Des études de commerce beaucoup moins chères en Pologne
Nicolas Jerzyk traverse l’Europe en bus, et part encadrer des enfants de personnes addicts à la drogue. « Je faisais du sport avec eux, des maths. J’essayais de leur apprendre quelques mots en français et en anglais », décrit-il. Pendant cinq mois, son expérience est financée par la Commission européenne, qui lui paie son logement, sa nourriture, et des cours de langue.
« C’est une grande opportunité pour quelqu’un comme moi, résume-t-il. Un jeune français habitant dans une contrée un peu reculée, qui a peu d’accès à des formations. On peut se faire des contacts, apprendre des langues étrangères. C’est une vraie chance. »

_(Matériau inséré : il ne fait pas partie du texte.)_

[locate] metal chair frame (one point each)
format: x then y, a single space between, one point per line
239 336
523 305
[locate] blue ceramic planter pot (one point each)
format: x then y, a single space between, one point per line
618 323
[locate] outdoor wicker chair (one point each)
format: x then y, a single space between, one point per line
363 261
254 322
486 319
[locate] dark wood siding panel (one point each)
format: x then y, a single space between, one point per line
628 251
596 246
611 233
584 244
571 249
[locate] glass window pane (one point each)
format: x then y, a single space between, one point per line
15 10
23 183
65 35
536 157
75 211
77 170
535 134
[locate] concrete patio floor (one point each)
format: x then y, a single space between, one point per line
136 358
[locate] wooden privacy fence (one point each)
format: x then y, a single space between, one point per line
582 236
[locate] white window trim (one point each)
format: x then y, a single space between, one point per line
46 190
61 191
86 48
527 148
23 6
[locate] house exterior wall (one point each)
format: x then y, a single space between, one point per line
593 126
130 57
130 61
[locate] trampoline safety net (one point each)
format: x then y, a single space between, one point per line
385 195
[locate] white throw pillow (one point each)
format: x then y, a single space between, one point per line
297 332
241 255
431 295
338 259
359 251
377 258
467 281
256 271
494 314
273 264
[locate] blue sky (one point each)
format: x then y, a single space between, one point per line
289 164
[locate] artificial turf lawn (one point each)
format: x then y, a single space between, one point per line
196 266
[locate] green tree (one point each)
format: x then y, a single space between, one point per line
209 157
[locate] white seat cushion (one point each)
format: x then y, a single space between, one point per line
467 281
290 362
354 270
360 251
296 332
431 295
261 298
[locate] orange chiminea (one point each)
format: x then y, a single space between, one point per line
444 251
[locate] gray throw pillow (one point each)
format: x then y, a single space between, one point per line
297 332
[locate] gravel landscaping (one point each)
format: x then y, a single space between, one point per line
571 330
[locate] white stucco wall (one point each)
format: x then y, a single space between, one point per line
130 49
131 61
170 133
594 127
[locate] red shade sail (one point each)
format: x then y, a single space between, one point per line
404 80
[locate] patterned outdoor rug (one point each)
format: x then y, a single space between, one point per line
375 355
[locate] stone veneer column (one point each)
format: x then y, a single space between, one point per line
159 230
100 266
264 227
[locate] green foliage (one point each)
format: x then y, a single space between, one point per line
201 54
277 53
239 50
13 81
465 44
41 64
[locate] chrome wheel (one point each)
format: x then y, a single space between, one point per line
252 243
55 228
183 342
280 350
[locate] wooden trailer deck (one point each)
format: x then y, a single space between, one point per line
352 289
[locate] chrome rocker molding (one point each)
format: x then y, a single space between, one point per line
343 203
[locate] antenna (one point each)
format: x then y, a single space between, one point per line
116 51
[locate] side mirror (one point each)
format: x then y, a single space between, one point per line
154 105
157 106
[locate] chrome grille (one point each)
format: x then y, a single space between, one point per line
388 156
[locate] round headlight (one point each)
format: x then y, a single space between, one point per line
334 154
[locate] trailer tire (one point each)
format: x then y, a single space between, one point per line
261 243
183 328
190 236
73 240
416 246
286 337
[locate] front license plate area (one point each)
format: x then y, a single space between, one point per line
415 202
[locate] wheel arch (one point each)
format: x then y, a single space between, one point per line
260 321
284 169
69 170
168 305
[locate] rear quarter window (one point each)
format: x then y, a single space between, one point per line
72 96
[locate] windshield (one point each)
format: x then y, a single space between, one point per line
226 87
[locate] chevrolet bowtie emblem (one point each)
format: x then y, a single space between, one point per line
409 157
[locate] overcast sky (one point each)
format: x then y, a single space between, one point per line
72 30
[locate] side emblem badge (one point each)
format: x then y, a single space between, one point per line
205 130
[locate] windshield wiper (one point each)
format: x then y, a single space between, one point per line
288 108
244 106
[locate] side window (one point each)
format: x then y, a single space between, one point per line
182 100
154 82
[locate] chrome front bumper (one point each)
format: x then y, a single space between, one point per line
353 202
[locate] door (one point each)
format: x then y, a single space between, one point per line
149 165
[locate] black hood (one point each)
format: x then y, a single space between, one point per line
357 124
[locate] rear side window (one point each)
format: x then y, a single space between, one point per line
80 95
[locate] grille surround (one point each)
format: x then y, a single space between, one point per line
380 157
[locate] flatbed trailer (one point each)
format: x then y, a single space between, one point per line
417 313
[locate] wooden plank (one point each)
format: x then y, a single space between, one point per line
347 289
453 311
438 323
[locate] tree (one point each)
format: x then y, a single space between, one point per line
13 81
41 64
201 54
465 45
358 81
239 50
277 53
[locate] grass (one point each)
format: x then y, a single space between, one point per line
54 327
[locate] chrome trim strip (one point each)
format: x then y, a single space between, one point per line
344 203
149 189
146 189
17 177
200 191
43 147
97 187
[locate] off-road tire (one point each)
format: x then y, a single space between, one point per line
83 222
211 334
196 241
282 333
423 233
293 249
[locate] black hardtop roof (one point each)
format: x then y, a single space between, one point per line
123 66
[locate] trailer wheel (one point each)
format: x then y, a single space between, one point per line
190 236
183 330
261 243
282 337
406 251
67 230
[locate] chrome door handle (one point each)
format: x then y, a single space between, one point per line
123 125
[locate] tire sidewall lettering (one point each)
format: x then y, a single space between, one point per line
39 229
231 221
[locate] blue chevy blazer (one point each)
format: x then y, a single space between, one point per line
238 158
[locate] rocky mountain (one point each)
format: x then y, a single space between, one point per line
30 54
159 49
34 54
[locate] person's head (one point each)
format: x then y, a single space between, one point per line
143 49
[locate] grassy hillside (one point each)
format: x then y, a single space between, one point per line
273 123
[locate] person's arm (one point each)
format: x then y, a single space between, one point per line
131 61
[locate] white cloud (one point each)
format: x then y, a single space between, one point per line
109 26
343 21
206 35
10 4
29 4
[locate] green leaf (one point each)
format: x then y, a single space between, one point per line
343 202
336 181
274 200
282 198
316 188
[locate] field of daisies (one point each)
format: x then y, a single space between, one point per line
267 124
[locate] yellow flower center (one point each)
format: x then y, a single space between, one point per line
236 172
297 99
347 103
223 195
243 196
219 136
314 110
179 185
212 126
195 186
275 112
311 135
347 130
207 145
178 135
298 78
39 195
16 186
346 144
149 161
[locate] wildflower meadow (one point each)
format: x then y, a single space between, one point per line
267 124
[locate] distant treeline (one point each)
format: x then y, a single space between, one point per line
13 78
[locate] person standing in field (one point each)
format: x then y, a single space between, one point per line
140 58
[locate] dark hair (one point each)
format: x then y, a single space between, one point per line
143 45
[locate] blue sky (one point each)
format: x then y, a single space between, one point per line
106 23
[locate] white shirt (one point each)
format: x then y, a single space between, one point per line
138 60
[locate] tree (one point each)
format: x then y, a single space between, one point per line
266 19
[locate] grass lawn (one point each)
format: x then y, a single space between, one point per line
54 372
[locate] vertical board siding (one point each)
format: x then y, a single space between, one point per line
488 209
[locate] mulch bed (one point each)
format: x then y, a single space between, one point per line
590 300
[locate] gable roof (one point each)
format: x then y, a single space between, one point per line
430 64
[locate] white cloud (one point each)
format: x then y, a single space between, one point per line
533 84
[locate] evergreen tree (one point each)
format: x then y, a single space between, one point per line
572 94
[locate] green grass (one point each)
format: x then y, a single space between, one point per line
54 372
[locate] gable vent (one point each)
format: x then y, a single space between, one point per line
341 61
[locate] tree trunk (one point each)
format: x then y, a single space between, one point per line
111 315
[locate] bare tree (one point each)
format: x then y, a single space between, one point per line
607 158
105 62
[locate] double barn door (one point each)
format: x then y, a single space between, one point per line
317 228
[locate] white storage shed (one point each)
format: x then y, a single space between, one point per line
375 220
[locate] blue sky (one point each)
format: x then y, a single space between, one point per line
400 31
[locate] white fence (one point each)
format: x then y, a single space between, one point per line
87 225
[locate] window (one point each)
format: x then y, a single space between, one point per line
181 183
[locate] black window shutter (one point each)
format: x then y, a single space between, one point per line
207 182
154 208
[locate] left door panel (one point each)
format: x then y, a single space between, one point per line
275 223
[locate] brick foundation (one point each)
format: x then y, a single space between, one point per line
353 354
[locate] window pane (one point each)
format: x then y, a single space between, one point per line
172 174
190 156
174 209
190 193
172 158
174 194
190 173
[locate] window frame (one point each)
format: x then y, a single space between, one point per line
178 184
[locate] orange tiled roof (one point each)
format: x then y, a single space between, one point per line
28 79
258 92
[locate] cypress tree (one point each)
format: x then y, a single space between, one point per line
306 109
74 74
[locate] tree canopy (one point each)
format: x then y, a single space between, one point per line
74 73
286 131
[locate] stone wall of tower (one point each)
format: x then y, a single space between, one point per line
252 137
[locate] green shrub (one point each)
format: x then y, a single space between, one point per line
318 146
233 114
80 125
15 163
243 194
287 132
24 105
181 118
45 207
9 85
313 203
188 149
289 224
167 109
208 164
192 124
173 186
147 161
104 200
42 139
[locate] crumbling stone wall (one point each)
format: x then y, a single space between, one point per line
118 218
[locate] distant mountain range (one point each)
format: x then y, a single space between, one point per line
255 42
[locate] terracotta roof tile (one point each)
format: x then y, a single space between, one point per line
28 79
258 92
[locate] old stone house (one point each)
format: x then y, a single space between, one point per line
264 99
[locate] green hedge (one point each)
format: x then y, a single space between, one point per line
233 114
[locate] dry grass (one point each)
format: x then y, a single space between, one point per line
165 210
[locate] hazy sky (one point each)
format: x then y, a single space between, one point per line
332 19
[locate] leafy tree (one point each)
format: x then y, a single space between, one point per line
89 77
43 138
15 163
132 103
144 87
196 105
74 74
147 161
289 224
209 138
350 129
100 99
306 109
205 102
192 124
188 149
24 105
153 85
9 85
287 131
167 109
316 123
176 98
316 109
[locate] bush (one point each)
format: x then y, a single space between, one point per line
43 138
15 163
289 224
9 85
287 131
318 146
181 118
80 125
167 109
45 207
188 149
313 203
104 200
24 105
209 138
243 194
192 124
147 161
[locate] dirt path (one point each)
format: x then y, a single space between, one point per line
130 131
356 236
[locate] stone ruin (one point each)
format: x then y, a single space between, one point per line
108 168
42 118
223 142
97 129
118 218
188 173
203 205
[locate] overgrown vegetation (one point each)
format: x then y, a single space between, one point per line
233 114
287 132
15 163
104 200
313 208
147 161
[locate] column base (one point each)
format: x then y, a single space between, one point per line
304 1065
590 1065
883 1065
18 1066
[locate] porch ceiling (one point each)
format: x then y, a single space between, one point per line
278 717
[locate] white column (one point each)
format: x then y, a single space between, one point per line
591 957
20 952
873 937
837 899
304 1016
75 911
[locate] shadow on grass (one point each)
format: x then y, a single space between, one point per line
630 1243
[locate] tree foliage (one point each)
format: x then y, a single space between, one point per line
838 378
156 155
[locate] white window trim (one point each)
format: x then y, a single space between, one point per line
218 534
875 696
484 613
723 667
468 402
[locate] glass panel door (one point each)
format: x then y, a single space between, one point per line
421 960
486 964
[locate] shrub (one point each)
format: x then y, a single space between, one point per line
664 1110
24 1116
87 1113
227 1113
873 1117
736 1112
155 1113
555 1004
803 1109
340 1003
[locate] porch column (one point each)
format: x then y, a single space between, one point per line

Visiblement, la Pologne lui a plu puisqu’il effectue un second SVE, cette fois-ci à Lodz, la troisième ville du pays, dans une association féministe. « J’étais le seul homme parmi une cinquantaine de femmes. J’étais là pour tenter d’apporter un autre point de vue », explique-t-il.
Son SVE achevé, il décide de s’installer à Lodz. Les études de commerce, en anglais, y sont beaucoup moins chères : environ 750 euros l’année contre au moins 5 000 euros en France.
C’est durant son cursus que Nicolas Jerzyk lance son premier projet, Jobpoland.com, une plate-forme d’offre de travail en Pologne pour les étrangers.
« Quand ils étaient embauchés, les expatriés nous envoyaient des e-mails pour savoir comment trouver un logement sur place. Ici, c’est difficile. Beaucoup de propriétaires n’acceptent pas d’étrangers, ne parlent pas anglais », raconte-t-il. C’est ainsi que naît Rentflatpoland.com, sa plate-forme d’achat et de location immobilière, fondée avec son associé polonais.
Une chance d’être dans l’espace Schengen
Si l’Union européenne lui a mis le pied à l’étrier, Nicolas Jerzyk constate aujourd’hui un autre avantage à être citoyen d’un pays de l’UE. Sa société compte des clients européens, mais aussi américains ou asiatiques. Et ces derniers ont beaucoup plus de difficultés que les premiers à s’installer en Pologne.
« Les Européens ne se rendent pas compte à quel point c’est compliqué de rentrer dans l’espace Schengen quand votre pays n’en fait pas partie. C’est un vrai parcours du combattant. En Pologne, j’ai l’impression qu’il y a beaucoup de refus de visas »,affirme-t-il. « Alors que moi, je peux voyager en Grèce, en Bulgarie, à Barcelone, sans difficulté. Je peux même aller y travailler, sans avoir besoin d’un permis. »
Mais Nicolas Jerzyk se voit bien passer sa vie en Pologne. Depuis la fenêtre de son bureau, il voit les grues et les chantiers de construction d’immeubles se multiplier à Varsovie, et avec eux, les perspectives de développement de son entreprise.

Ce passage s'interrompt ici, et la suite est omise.